Unlocking cloud-based quality of experience (QoE) management with TAG and AWS

Written by: Boris Kauffmann, Sr. Solutions Architect at Amazon Web Services.
Co-authored by: Paul Schiller, Product Marketing Manager, and Golan Simani, Director, Cloud & Tech Operations, TAG.

In the rapidly evolving world of broadcast, the bar for quality is set higher than ever. Viewers, armed with an expanding choice of content and platforms, demand consistent and superior experiences. Within this context, the value of monitoring and quality of experience (QoE) tools in broadcast operations emerges more prominently than ever.

In this blog post, we discuss how the TAG Realtime Media Performance platform helps broadcasters maintain operational and engineering familiarity with traditional master control room (MCR) workflows by leveraging native AWS services to facilitate TAG’s alarm capabilities. We compare the solution to a traditional monitoring workflow and discuss key design considerations.

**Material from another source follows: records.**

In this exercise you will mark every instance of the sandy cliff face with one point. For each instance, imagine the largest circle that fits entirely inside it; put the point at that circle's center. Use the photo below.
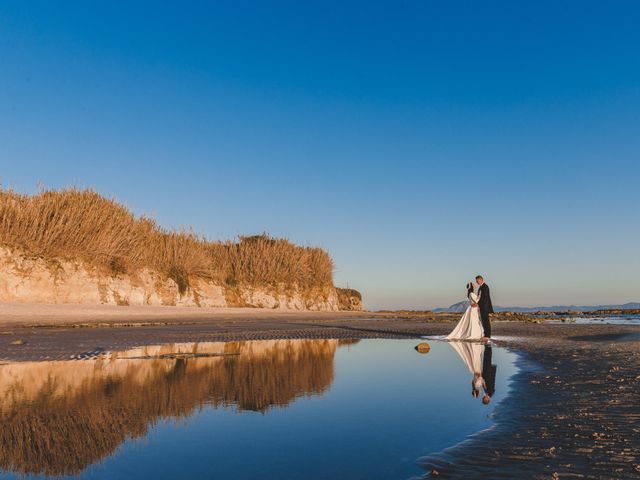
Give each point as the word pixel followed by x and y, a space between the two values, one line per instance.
pixel 30 279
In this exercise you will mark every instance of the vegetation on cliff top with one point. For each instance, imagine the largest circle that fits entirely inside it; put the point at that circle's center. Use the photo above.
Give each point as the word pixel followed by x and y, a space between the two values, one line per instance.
pixel 83 225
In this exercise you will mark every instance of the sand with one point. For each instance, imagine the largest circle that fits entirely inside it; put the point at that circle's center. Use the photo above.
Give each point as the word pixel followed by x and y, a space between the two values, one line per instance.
pixel 573 410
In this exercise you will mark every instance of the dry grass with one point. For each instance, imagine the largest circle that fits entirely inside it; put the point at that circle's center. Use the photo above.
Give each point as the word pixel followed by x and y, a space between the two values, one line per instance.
pixel 81 224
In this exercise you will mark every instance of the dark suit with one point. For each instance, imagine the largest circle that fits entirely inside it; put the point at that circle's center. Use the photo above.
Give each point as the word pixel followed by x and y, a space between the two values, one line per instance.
pixel 489 372
pixel 484 303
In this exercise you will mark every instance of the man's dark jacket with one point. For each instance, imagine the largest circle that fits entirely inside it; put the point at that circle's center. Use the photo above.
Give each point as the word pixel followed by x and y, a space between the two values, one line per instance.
pixel 485 299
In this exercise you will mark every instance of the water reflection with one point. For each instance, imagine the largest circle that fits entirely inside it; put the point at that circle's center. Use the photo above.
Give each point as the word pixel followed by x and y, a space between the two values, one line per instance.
pixel 261 409
pixel 478 358
pixel 59 417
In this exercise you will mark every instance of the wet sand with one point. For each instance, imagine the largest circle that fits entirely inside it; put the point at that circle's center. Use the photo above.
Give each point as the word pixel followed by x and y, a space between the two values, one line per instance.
pixel 573 410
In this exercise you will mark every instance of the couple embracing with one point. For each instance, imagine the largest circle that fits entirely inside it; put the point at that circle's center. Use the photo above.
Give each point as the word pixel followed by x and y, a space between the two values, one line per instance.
pixel 475 323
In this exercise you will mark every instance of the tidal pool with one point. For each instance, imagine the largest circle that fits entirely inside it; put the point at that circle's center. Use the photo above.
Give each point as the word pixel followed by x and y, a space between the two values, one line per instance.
pixel 277 409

Traditional master control room workflow

Within the broadcast facility, the master control room (MCR) stands as the operational core, directing and refining the flow of content. Here, live feeds and pre-recorded content from diverse sources converge, where each signal’s integrity, from its source to its format, is monitored and processed as needed.

An MCR’s main components include routing switchers that allow operators to dynamically assign feeds to their intended outputs. In the case of technical disruptions or programming changes, the MCR operator quickly redirects, pulling from backups or alternate sources when necessary.

Automated tools are deployed for rigorous quality control, catching anomalies in video and audio. After QC clearance, signals are routed for transmission, whether via satellite uplink, terrestrial IP distribution, or internet streaming.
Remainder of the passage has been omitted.